52

As soon as Dixie Smoot left the room, Lucy stuck a finger down her throat and vomited the foul liquid cocktail into a wadded-up blanket to muffle the sounds of her retching. Gagging, she shoved the blanket between two padlocked crates. She crawled over to the door and lay down with her ear near the bottom of it, listening.

Then she stood and, trembling, slid the door open a crack. The only light in the trailer was the flickering light from the TV. Dixie was lying on the sofa, a bottle of bourbon on the floor beside her, half-full glass in her hand.

Lucy slid the door closed, turned on the flashlight, and used the hem of the T-shirt to cover the lens to soften the light. She had figured out why the dogs hadn’t attacked Eli and her earlier. The scent of the owner of the jacket had confused them. She knew that the bottle of spray she’d found beside the bed was designed to kill human scents to fool deer, and hoped it would work on dogs. She hoped they didn’t decide to bark after all.

She used the spray, which smelled like rotting vegetation, on her legs, her arms, and, closing her eyes, on her face and hair. Putting on the hunting jacket, which was permeated with one of her captors’ scents, Lucy went to the window, removed the bolt, and slid open the screen. She took the empty pee bucket from beside the bed. Feet first, Lucy eased her body out. Once she was hanging from the sill by her fingertips, there was no turning back.

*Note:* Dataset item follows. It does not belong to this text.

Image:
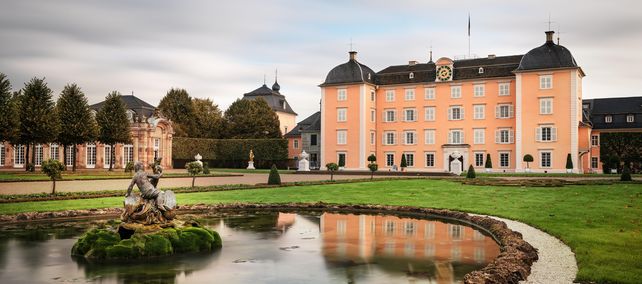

She dropped to the dirt, landing on the balls of her feet. She prayed the sound of the television had kept the sound of her escape from alerting the dogs. She crept to the trailer’s edge and looked around the corner. The dogs weren’t coming out of the storage room’s cracked-open door. Taking a shaky breath, Lucy moved swiftly across the expanse, made it to the door just as one of the animal’s heads jutted out. She turned the flashlight, catching the dog full in the eyes. The animal’s head vanished back into the shadows. Lucy eased the door closed and flipped the catch to lock it.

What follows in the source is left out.